Absurdist, Surreal, Downright strange stuff here. Anyone read pic related? Good shit.
>>7319678
Also, how is Kafka beyond The Trial and Metamorphosis? Never got past those in high school.
How accurate is this?
>>7319678
Murakami by Micah Lidberg, 1/?
>>7319689
Short stories are great, read in the penal colony.
>>7319678
>Murakami by Micah Lidberg, 2/?
>>7319696
This is legit, The Opposing Shore and The Hearing Trumpet are great.
>>7319709
I remember this! It's where I learned the word for Epaulette, 19th century shoulder tassels. I don't think I ever finished it, may have to abandon thread to do that now.
>>7319696
pretty accurate, but to add to it you should look up the writers chosen for Der Orchideengarten (German precursor to Weird Tales magazine), and the writers around the Symbolist and Expressionist movements which predate it slightly.
>>7319767
Interesting. Any specific ones you'd recommend? Discussion on surreal/absurd lit always seems to get its feel of German with Kafka and forgets everything else beyond Zürn and Ernst.
>>7319678
Someone should write a novel like, "The Hobbit gets kidnapped by Peter Pan and taken to Treasure Island."
>>7319719
Actually, the opposing shore is mediocre.
The Foundation Pit
>>7319678
Can someone explain to me how Surrealism relates to Absurdism please? I've read Camus or Dostoevsky and I like Absurdism as an extension of Existentialism.
>>7320457
It is. People link surrealism and absurdism because of the techniques they share, like arbitrary logic.
Was this ever translated?
>>7320412
If you can find it, Perutz's In between Nine and Nine (I'm not sure if that's the English title, it is easier to find in German) is a good novel. ETA Hoffmann of course featured, and it is easier to find his work in English, but he is horror and surreal, not surreal and as background horror like Perutz.

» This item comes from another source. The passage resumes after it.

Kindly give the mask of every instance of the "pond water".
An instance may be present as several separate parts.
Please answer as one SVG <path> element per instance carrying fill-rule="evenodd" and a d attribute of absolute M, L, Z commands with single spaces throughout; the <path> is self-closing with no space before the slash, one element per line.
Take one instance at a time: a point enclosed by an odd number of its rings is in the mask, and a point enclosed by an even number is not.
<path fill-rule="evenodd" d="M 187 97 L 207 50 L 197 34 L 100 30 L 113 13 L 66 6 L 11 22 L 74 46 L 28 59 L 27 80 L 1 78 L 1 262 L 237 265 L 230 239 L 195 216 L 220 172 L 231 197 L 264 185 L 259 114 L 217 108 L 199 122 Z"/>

The Orchids Garden published a lot of the French horror tales of the time (Gautier's Dead Lover, which I think is in English as Clarimonde) and other psychological horrors works like Wells, Poe et al., so it could fit in art from their writers who were also illustrators, therefore it's a weird marriage of influence and homage, horror and the surreal.
Kubin did a lot of their blocks and his novel The other Side has a lot of the tone you'd find in a Gautier or Poe story with a rising sense of horror and increasing features of the absurd, but Perutz breaks through to the kind of dropped in the absurdity from the start most people associate more with Camus, or Kafka if they've only read Metamorphosis. If you prefer one kind to the other, choose accordingly.
I assume you might speak German, but if you are dependent on English translations, there's a recent translation of Zurn's, The Trumpets of Jericho. It's very weird, and probably as close as you'll get to the weirdness of her Man in Jasmine in English, now that is out of print.
>>7320515
Noted,
As to German, it's been a while but I'll try to find Perutz. Cheers!